Nous savons que Blanche est arrivée pour la première fois à Paris dans les années 1920 avec son amie Pearl White, et qu’elle était la maîtresse d’un prince égyptien du nom de J’Ali. Nous savons aussi qu’elle s’est vite mariée avec Claude Auzello, directeur adjoint du Claridge, qui, peu de temps après, est devenu directeur du Ritz. Nous savons qu’elle a falsifié son passeport pour effacer ses origines juives. Nous savons qu’elle est entrée en résistance et a aidé plusieurs pilotes d’avion à échapper à l’ennemi, mais sans avoir plus de détails. Nous savons qu’elle a été arrêtée – probablement plus d’une fois, même si dans le livre je ne parle que d’une seule arrestation. Nous savons que quelque chose s’est passé chez Maxim’s quand elle y est allée avec Lily pour fêter le Débarquement du 6 juin 1944. Nous connaissons les circonstances dans lesquelles elle a été libérée de la prison de Fresnes, au moment où était prévue son exécution quand les Alliés sont arrivés juste à temps. Nous savons que Lily a disparu.

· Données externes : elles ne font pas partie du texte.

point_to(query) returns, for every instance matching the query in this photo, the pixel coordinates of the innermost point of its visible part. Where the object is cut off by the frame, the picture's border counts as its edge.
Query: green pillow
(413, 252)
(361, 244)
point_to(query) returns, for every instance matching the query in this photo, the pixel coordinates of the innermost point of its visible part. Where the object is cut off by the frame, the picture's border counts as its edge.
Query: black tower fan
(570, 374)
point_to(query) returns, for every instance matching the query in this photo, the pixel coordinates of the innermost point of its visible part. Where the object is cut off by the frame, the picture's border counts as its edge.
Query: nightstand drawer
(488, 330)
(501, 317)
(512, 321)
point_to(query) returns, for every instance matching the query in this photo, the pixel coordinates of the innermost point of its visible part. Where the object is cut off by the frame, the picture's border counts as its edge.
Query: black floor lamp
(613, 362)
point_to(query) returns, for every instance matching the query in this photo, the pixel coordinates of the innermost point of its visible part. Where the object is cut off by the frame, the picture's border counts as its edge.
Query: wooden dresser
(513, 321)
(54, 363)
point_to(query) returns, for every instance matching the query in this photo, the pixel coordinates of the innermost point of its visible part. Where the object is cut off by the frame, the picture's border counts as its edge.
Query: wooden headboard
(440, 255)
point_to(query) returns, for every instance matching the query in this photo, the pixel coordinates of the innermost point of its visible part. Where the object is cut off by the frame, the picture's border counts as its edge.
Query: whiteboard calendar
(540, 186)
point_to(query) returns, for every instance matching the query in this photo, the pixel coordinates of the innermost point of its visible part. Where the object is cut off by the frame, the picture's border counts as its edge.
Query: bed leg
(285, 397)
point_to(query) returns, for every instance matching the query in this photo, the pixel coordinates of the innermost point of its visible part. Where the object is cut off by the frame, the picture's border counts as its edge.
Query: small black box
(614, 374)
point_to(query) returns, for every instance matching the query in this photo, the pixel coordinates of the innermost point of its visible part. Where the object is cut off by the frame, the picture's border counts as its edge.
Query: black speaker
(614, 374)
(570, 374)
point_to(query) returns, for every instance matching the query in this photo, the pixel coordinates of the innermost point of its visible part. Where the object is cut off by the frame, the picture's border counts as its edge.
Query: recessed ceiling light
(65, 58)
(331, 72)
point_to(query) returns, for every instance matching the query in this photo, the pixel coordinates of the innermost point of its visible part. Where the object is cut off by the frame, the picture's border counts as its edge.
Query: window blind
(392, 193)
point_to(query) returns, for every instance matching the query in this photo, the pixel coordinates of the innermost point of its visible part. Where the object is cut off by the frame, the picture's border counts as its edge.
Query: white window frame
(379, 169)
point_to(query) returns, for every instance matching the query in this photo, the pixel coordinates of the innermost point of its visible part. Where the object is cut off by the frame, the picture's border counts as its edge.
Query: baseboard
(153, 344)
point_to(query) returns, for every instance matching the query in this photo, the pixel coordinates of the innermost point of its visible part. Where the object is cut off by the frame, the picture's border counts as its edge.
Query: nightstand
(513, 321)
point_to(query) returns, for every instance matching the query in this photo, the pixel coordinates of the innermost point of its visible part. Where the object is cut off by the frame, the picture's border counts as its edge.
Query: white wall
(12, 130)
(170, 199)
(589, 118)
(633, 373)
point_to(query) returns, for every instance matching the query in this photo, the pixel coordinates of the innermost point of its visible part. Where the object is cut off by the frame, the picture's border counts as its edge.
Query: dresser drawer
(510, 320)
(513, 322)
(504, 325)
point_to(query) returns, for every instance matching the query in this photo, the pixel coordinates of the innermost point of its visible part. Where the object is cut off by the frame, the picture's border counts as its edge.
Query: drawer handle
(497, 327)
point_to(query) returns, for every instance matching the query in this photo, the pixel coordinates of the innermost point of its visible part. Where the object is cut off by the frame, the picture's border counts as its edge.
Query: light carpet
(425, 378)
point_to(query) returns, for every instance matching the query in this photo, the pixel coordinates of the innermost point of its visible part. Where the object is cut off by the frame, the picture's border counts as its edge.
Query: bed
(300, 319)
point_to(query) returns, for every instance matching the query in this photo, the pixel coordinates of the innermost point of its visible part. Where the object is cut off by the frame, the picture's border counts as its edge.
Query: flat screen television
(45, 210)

Nous savons aussi que Claude a travaillé avec d’autres directeurs d’hôtel pour passer des messages via des fournisseurs en dehors des frontières françaises, et qu’un homme, Martin, était son contact.
Nous savons qu’en 1969, Claude a tué Blanche en commettant un meurtre-suicide.
Et c’est tout.
Pourquoi Blanche a-t-elle risqué sa vie quand elle aurait facilement pu attendre la fin de la guerre en vivant dans le luxe ? Quelles en ont été les conséquences, quand ses vieux copains – Hemingway, le duc et la duchesse de Windsor – sont revenus au Ritz après la guerre ? En quoi Blanche avait-elle changé ? Et Claude ? Dans les livres que j’ai mentionnés, ils ne paraissent pas avoir changé. La vie continue comme avant, comme si la guerre n’en avait été qu’une interruption mineure. Mais, étant donné leur fin, il est impossible de croire que ce fut le cas. Et, en tant que romancière, imaginer cette vérité, la vérité émotionnelle de personnes qui ont existé, est toujours motivant, et c’est ce qui guide mon imagination.
Encore une chose, pour les historiens de la Seconde Guerre mondiale : deux Stülpnagel ont séjourné au Ritz ; il y a d’abord eu Otto, puis son cousin Carl-Heinrich, qui a remplacé le premier quand il a été nommé à un autre poste. Carl-Heinrich est le Stülpnagel impliqué dans le complot visant à assassiner Hitler, complot fomenté au bar du Ritz. Dans ce roman, pour faciliter les choses, les deux Stülpnagel ne font qu’un.
J’ai su tout de suite que le Ritz deviendrait un personnage à part entière, ce qui m’enthousiasmait ; le nom de cet hôtel suffit à évoquer les intrigues et le glamour ! J’ai eu la chance d’y passer trois nuits à l’époque où je faisais mes recherches. Et si le Ritz a, bien évidemment, été merveilleusement rénové et modernisé depuis l’époque de Blanche et Claude, il était important pour moi d’avoir une idée exacte de l’agencement des lieux, du luxe, de l’atmosphère. Comme Blanche le dit, le Ritz vous pousse à vous tenir plus droite, à vous habiller avec élégance, à vous comporter comme vous ne le feriez jamais en dehors de ses murs.
Et puis, il y a Paris. Ma ville préférée au monde. Je cherchais depuis longtemps à raconter une histoire qui s’y déroulerait, afin de pouvoir lui déclarer ma flamme par écrit.
Je suis heureuse que Blanche et Claude aient croisé mon chemin et m’aient fourni cette histoire. Leur histoire – une super bonne histoire.